The Journal reported that Bricker was struck in the face by the controller. The impact knocked Bricker down, and one of his feet got caught and jammed tightly in the step leading from the trolley car to the platform.
Enck worked hard to release Bricker and move him to safety. Bricker was then transported to Todd Hospital in Carlisle where his crushed left leg was amputated below the knee. A rumor had circulated that Bricker had died.
“He’s still living, although his condition is very precarious,” The Herald reported. “One side of the face was almost severed and after the amputation of his limb, he (Bricker) had to be tied down on his bed.”
A century ago, newspapers were far more graphic on the gory details of injuries and deaths suffered in accidents. Armon Ohrum, the motorman in Car No. 20, was badly injured. “The lobe of his ear was almost severed and he received an ugly cut on the neck,” The Sentinel reported. “His back is also injured and a rib is cracked.”
While Ohrum was a crewman with the trolley company, Nannie Park was a passenger on an early morning commute. “Her jaw was fractured and her arm was broken near the wrist,” The Sentinel reported.
Historians C.L. Siebert Jr. and Richard H. Steinmetz included a chapter on accidents in their book “Valley Railways: Trolleys on Harrisburg’s West Shore.” The chapter included a summary of their findings based on research into the Oct. 19, 1902 head-on collision.
A conductor with the traction company, Enck started his day around 7 a.m. when he left Mechanicsburg in trolley Car No. 21. “It was customary for the conductor alone to bring the first car to Boiling Springs, where he picked up his motorman,” the chapter reads. “This day track boss Benjamin Bricker was aboard and ran the car for him (Enck).”
Meanwhile Parker Ohrum, Armon’s brother, started his day in Carlisle at 7 a.m. and was riding Car No. 20 to Boiling Springs where he was supposed to transfer to Car No. 21 and work the day as its motorman.
“When Enck reached Boiling Springs, the opposing car was not in sight,” the chapter reads. “Having no orders to the contrary, he (Enck) left Boiling Springs expecting to meet the eastbound car at the next passing track, midway between Boiling Springs and Carlisle. Meanwhile that car, No. 20, not having orders to pass at any particular point, advanced beyond this turnout.”

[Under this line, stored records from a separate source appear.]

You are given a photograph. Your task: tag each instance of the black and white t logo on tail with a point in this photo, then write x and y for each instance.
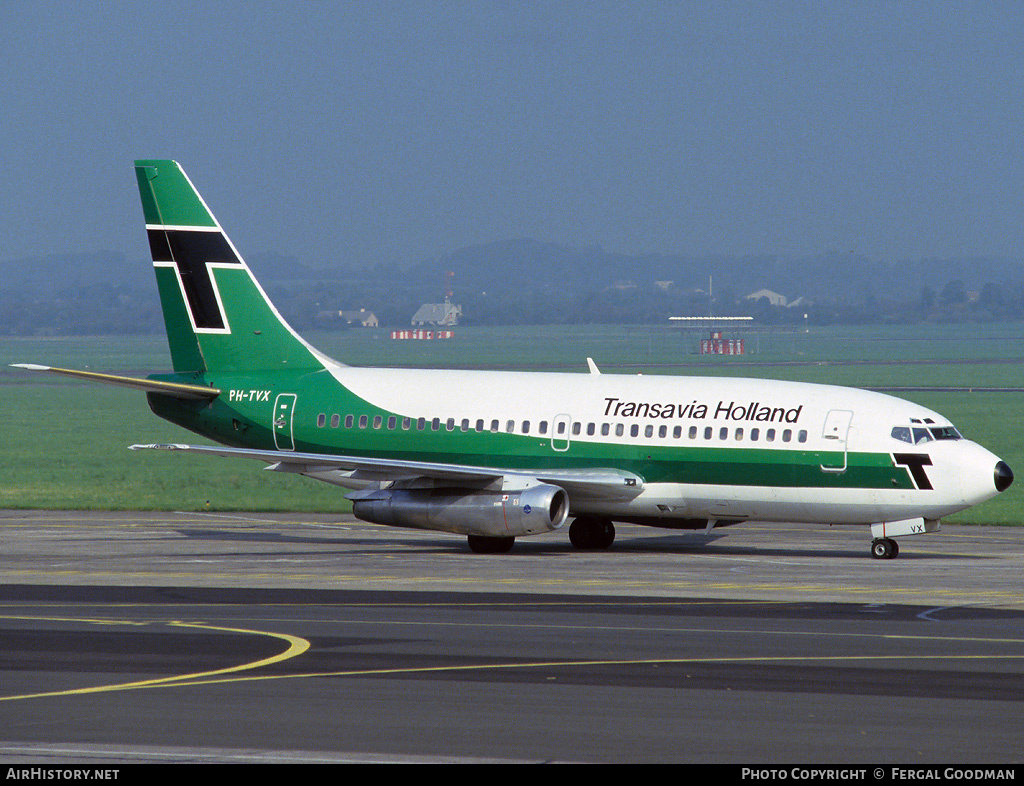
(193, 252)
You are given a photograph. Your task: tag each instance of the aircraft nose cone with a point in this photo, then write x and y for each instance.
(1004, 476)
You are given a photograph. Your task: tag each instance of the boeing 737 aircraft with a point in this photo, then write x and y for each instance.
(496, 455)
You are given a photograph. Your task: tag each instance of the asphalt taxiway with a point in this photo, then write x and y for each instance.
(164, 637)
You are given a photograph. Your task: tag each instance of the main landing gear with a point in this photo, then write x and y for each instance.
(586, 532)
(884, 549)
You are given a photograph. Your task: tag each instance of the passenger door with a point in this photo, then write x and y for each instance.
(837, 435)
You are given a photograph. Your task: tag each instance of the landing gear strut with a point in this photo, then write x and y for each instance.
(591, 533)
(884, 549)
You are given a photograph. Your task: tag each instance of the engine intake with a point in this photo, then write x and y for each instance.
(538, 509)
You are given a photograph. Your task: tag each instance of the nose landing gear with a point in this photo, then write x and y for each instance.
(884, 549)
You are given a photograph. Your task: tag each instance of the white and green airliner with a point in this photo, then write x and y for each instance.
(496, 455)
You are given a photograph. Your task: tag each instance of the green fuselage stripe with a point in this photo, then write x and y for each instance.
(248, 423)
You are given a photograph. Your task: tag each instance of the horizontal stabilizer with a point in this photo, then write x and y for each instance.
(175, 389)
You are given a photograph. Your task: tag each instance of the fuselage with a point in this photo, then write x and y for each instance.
(708, 448)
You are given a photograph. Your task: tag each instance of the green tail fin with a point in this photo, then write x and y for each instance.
(218, 318)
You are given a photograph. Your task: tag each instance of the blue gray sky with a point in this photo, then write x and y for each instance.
(386, 131)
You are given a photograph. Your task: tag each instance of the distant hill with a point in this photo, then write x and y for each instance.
(519, 281)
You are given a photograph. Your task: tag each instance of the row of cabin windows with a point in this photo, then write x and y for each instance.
(592, 429)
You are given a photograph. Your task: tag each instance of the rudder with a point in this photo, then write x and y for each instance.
(217, 316)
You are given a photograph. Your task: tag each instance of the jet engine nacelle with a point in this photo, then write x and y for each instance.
(538, 509)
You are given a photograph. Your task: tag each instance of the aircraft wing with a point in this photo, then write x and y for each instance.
(176, 389)
(588, 482)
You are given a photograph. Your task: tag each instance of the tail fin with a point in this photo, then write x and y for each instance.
(218, 318)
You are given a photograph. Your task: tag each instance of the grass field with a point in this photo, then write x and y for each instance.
(65, 442)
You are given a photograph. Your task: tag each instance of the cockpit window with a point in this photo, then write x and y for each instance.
(902, 433)
(918, 434)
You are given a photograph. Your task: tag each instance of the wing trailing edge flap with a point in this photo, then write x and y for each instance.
(361, 472)
(174, 389)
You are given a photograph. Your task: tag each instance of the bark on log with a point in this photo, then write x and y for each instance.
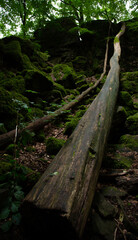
(11, 136)
(38, 124)
(59, 203)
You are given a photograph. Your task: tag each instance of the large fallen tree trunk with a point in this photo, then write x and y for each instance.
(58, 205)
(6, 138)
(38, 124)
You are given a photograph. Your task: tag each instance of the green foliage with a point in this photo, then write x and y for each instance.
(27, 137)
(130, 141)
(11, 194)
(129, 82)
(53, 145)
(26, 15)
(132, 124)
(72, 121)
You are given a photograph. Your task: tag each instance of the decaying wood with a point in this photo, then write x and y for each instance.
(59, 203)
(38, 124)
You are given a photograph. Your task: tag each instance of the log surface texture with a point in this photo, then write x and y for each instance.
(61, 200)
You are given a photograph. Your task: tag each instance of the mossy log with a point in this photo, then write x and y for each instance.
(38, 124)
(59, 204)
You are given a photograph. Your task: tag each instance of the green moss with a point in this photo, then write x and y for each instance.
(53, 145)
(34, 113)
(11, 149)
(13, 54)
(5, 167)
(118, 161)
(60, 88)
(32, 177)
(126, 100)
(12, 82)
(65, 75)
(129, 82)
(70, 126)
(130, 141)
(38, 81)
(2, 128)
(132, 124)
(7, 110)
(26, 62)
(40, 136)
(79, 63)
(83, 88)
(116, 40)
(80, 113)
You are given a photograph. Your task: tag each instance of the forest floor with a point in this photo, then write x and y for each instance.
(124, 180)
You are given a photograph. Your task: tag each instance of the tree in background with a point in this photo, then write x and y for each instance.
(24, 14)
(28, 15)
(86, 10)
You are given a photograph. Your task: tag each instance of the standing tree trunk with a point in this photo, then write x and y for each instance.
(59, 204)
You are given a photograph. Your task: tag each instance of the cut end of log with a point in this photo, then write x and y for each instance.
(44, 223)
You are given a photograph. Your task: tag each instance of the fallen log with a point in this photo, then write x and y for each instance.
(38, 124)
(59, 203)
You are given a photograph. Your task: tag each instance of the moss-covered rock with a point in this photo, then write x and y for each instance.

The Sentinel, in its coverage, reported that William Fisher was the conductor of Car No. 20 and that Parker Ohrum was a passenger, along with Nannie Park and her brother Bert Park. Soon after the accident, Parker Ohrum found a horse and rode to Carlisle to summon help from local physicians. Four doctors responded to the scene.
According to The Sentinel, Bert Park was badly shaken up in the collision while Enck, Parker Ohrum and Fisher suffered cuts to the head. The chapter of Valley Railways described several collisions and derailments involving trolleys.
The only fatal West Shore accident involving a trolley car passenger took place on March 16, 1914 where 32nd Street intersects with Simpson Ferry Road and the old Gettysburg Pike. The 7:30 p.m. trolley from Harrisburg was on its way to Mechanicsburg when a stone lodged against the right-hand rail, causing the front truck of the trolley car to derail and roll over onto its left side. Below is an excerpt from the book:
“Everyone aboard the car was injured to some extent except for (William Sherman, the motorman) who held on to the controls as the car turned over. Mrs. Isabelle Jones of Camp Hill was sitting beside her husband on the right side of the car, but as it rolled over she was thrown to the other side and through the window. The window frame caught her head under it as the car came to rest, killing her instantly. Eight others were injured. Two of the worse injured were taken to the hospital in Harrisburg.”